Ими овладело спокойное, немного грустное настроение. Чердак — самое таинственное место в любом, даже совсем новом, доме. Ни в одном здании нет таких огромных жилых пространств, где бы старые вещи спокойно соседствовали с новехонькими и без проблем проходили свой путь от презренного состояния 'старой рухляди' до почетного звания 'семейной реликвии'. Даже в самых вместительных дворцах отслужившая свое мебель, ковры, посуда и прочая дребедень сперва ссылается в кладовку, потом — на чердак. Если 'ветерану' повезет, и несколько поколений хозяев не родят какого-нибудь маниакального чистюли, то дальние потомки разыщут проеденный молью бесценный персидский ковер, древний, окованный медью, сундук, роскошную напольную вазу в стиле шинуаз, отмоют, отчистят, отполируют — и будут гордиться 'древностью'.
Подвал — тоже интересное помещение, но в нем собраны только полезные предметы: инструменты, запасы продуктов, садовая мебель. Здесь невозможно дать волю воображению и унестись душой в неизвестность. Нельзя сидеть и часами фантазировать, что ты король сказочного королевства, у тебя есть сотня верных вассалов и собственный алхимик-астролог, который ищет для своего повелителя (нисколько не интересуясь судьбой всего остального человечества) камень бессмертия и амулет счастливой судьбы. В подвале неоткуда достать старинное, слегка подгнившее и пахнущее псиной боа и восхитительную, с помятой тульей и сломанными полями, шляпу, надеть их на себя и изображать Лили Марлен, даму трагической судьбы и небывалого таланта. В подвале глупая детская мечта вечно прерывается криком сверху: 'Ну, скоро ты там?! Шланг захвати, шланг!'. И вот ты уже возвращаешься в реальность, со шлангом в одной руке и банкой соленых огурцов — в другой, покинутый всеми своими вассалами, алхимиком и предателем-импрессарио.

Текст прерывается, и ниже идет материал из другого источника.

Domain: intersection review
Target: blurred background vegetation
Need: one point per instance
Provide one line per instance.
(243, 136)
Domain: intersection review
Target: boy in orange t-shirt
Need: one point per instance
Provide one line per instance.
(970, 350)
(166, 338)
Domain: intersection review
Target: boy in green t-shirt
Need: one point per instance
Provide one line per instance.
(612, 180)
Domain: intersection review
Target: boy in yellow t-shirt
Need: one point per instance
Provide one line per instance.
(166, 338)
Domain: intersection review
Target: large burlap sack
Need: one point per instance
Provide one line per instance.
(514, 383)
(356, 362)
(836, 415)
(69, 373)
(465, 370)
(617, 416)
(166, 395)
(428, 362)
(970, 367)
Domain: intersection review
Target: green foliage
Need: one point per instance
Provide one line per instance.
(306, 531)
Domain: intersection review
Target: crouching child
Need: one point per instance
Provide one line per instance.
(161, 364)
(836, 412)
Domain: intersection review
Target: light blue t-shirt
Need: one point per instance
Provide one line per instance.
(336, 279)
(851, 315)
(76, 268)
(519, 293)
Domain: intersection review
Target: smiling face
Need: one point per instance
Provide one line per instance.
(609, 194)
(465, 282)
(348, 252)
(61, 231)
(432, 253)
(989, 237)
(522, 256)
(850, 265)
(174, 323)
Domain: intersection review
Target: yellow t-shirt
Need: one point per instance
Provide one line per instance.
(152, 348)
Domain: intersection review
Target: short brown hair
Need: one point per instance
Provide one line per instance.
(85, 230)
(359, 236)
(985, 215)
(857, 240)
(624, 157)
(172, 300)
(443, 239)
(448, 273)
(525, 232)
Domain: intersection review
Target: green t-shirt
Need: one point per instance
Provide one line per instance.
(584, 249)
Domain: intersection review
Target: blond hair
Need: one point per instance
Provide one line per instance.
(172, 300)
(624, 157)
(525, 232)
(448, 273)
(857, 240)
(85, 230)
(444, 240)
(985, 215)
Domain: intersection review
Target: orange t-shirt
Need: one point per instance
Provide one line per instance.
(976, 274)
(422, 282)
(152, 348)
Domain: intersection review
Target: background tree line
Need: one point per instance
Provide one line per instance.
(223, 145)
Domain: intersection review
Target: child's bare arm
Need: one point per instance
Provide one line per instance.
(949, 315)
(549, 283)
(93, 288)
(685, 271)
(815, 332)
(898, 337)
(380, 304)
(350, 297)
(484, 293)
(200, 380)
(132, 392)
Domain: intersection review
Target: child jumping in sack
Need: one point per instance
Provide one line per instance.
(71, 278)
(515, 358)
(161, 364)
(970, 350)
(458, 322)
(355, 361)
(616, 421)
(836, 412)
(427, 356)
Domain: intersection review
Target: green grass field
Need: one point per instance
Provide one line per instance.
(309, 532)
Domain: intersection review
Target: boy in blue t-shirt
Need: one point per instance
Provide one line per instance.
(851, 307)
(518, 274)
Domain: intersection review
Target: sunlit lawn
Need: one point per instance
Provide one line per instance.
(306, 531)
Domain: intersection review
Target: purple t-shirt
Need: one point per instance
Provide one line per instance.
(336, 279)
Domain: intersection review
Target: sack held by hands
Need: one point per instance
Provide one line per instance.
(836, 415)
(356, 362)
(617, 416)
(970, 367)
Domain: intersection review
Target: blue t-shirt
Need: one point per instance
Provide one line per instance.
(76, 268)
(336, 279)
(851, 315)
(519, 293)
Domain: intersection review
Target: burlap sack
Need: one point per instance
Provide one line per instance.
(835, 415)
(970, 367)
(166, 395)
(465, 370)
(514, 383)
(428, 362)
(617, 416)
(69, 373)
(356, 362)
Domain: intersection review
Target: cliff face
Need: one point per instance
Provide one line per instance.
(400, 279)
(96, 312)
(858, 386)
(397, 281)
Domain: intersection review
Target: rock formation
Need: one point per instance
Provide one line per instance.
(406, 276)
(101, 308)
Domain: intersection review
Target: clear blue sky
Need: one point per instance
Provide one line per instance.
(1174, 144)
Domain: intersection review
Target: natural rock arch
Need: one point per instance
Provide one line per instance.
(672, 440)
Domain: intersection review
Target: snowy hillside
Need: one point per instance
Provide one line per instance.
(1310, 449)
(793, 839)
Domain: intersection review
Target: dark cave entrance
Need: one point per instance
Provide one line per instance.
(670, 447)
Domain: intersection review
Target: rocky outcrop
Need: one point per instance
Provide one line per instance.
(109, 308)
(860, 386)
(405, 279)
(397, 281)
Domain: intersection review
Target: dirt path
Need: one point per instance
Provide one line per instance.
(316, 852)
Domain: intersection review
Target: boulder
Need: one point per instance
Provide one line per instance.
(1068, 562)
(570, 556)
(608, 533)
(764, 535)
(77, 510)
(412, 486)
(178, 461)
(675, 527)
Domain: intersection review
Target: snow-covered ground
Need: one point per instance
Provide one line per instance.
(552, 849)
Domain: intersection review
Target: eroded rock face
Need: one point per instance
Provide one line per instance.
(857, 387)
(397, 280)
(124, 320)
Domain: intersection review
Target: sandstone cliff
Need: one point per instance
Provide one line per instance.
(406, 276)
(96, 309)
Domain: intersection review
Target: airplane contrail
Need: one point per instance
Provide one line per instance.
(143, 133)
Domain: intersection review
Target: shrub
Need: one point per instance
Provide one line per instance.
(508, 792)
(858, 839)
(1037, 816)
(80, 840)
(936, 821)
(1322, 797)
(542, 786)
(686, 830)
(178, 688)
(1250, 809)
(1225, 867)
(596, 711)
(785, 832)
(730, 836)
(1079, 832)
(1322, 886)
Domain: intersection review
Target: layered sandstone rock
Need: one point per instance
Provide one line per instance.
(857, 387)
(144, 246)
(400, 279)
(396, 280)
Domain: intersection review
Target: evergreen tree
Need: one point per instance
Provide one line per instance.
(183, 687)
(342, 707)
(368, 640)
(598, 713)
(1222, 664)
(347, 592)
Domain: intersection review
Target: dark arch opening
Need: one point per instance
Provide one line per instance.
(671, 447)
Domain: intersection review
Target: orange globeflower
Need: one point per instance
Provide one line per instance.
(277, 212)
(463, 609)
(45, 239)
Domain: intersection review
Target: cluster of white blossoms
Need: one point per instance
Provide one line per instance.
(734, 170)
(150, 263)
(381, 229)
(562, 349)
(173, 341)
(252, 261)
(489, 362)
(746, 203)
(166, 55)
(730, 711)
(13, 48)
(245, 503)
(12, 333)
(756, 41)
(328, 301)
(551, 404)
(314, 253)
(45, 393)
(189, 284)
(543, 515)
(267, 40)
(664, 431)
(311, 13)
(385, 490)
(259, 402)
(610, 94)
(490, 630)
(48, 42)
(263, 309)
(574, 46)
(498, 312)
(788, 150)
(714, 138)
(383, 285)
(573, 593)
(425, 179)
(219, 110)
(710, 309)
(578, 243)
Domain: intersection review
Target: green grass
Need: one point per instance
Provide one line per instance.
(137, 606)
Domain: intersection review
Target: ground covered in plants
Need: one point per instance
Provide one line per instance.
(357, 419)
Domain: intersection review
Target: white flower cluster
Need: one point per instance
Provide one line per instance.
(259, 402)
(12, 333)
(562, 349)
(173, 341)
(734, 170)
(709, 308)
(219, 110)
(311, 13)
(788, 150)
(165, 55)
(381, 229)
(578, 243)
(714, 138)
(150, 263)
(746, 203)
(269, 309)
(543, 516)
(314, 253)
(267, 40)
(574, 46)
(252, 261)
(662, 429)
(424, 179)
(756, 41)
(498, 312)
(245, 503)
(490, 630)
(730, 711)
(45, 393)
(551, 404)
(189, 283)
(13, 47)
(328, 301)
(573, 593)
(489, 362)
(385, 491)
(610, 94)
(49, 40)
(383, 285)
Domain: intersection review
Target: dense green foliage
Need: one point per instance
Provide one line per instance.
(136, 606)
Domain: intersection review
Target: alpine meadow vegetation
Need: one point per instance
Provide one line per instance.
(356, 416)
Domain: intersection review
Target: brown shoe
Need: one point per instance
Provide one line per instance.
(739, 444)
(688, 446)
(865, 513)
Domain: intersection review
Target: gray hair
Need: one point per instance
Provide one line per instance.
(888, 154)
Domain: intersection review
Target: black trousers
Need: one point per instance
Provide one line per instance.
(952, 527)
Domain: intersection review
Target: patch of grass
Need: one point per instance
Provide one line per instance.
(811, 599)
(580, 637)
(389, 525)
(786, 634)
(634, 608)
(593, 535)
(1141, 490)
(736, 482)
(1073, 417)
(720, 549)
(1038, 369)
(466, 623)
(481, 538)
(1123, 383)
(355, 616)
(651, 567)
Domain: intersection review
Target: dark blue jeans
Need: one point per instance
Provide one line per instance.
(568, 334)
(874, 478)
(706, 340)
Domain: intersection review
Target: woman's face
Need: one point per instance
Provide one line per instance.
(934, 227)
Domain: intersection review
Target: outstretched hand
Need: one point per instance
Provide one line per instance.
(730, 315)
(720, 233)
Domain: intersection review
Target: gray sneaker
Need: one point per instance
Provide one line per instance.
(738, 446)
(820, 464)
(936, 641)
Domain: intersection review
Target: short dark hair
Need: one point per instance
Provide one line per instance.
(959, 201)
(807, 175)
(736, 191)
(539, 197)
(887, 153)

И сама атмосфера чердака завораживает: пыль и паутина сглаживают углы, полутьма скрадывает очертания, из единственного окошка пробивается одинокий луч солнечного света, а в нем, вспыхивая светлячками, танцуют пылинки. Хочется здесь поселиться, а всех, кто осмелится заглянуть в твои владения, пугать внезапным появлением из темных углов, утробными завываниями и звоном цепей, хотя бы велосипедных. Данила, наконец, поднялся с груды хлама и побрел по мохнатому ковру пыли к выходу, рассматривая залежи всякой рухляди, попадающиеся на его пути. Иосиф вышел вслед за другом, и дверь за ними закрылась.
Могучее кресло, причина всех бед, осталось стоять в углу, окутанное облаком пыли и словно бы съежившееся от хозяйской немилости. Детские фантазии и взрослые страхи летали по чердаку, как стая испуганных птиц. Постепенно пыль осела. Огромная полутемная комната вновь погрузилась в сон. Чердаки тщательно хранят страхи и воспоминания, не выдавая тех, кто доверяет серым пропыленным пространствам свое прошлое — хорошее или дурное. Семья Изотовых поступила, как все: спрятала предполагаемое орудие убийства подальше и постаралась забыть о нем.